Spanning generations of veterans while remembering Carson’s first soldiers | NevadaAppeal.com

Spanning generations of veterans while remembering Carson’s first soldiers

Andrew Pridgen
Appeal Staff Writer

If the unsaid theme of this Veterans Day is honoring multiple generations of those who’ve served, then it was encapsulated no better than Sunday afternoon at the Lone Mountain Cemetery in Carson City.

It was there that Brian Worcester of the Sons of Union Veterans of the Civil War, dressed as a Union soldier, recounted the history of Carson City as told through its earliest residents and veterans.

“This is a real history lesson here,” he said as he gestured a gloved hand toward the rows of white marble headstones of the men who’d fought to give the state its “Battle Born” mantra. “A lot of people don’t know their founders were here – that these Union soldiers are the city’s, the state’s founders.”

A memorial headstone for the Civil War soldiers was re-erected in 2004 after an original marker went missing. While explaining the significance of the soldiers’ sacrifice and the sometimes war-torn towns – “Virginia City was split between Union and (Confederate) sympathizers,” Worcester said – the din of Harley engines grumbling to a stop rang off the headstones.

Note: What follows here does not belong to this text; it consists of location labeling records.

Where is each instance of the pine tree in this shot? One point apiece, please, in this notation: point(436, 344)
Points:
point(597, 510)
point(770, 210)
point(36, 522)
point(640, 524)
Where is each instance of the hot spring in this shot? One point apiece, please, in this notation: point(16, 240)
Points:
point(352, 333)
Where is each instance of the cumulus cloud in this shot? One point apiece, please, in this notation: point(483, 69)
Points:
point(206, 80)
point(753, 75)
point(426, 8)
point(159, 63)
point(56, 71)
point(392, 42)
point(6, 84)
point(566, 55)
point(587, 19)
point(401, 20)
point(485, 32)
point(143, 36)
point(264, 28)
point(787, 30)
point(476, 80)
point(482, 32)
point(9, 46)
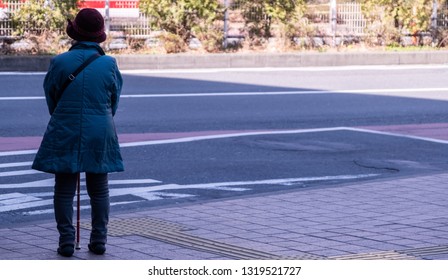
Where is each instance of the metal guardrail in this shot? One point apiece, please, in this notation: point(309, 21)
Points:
point(350, 20)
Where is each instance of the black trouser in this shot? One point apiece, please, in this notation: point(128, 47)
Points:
point(64, 193)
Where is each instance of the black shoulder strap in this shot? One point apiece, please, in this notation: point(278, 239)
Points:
point(73, 75)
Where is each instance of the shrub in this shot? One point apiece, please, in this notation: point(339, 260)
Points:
point(184, 18)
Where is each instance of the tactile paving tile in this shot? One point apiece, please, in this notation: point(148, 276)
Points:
point(408, 254)
point(383, 255)
point(175, 234)
point(426, 251)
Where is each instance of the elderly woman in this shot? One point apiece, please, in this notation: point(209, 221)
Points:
point(80, 135)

The belated yet welcome arrival of the Carson City chapter of the Vietnam Legacy Vets Motorcycle Club – a dozen strong – came clad in leathers and ‘do rags, exhibiting the pensive and silent quality often associated with the erstwhile, oft-maligned soldiers of the baby boomer generation.

“We’re here to learn a little and lend our support,” said the club’s local president, who simply wanted to be referred to as “Dollar.”

“We’ve been around town – there’s a list of spots we wanted to go, mostly bars. We’ve been handing out POW/MIA flags and letting people know we’re here.”

As the Vietnam vets strode through the graveyard, veterans from the generation prior looked on with high regard.

“It’s good to come out here and learn,” said Stan Destwolinski, post commander of Dayton’s VFW Post 8660. “To see the history we have right here from the Civil War, and then to turn around and the Vietnam guys are right here.

“It’s just good to see them. It’s good to see all the vets out here today.”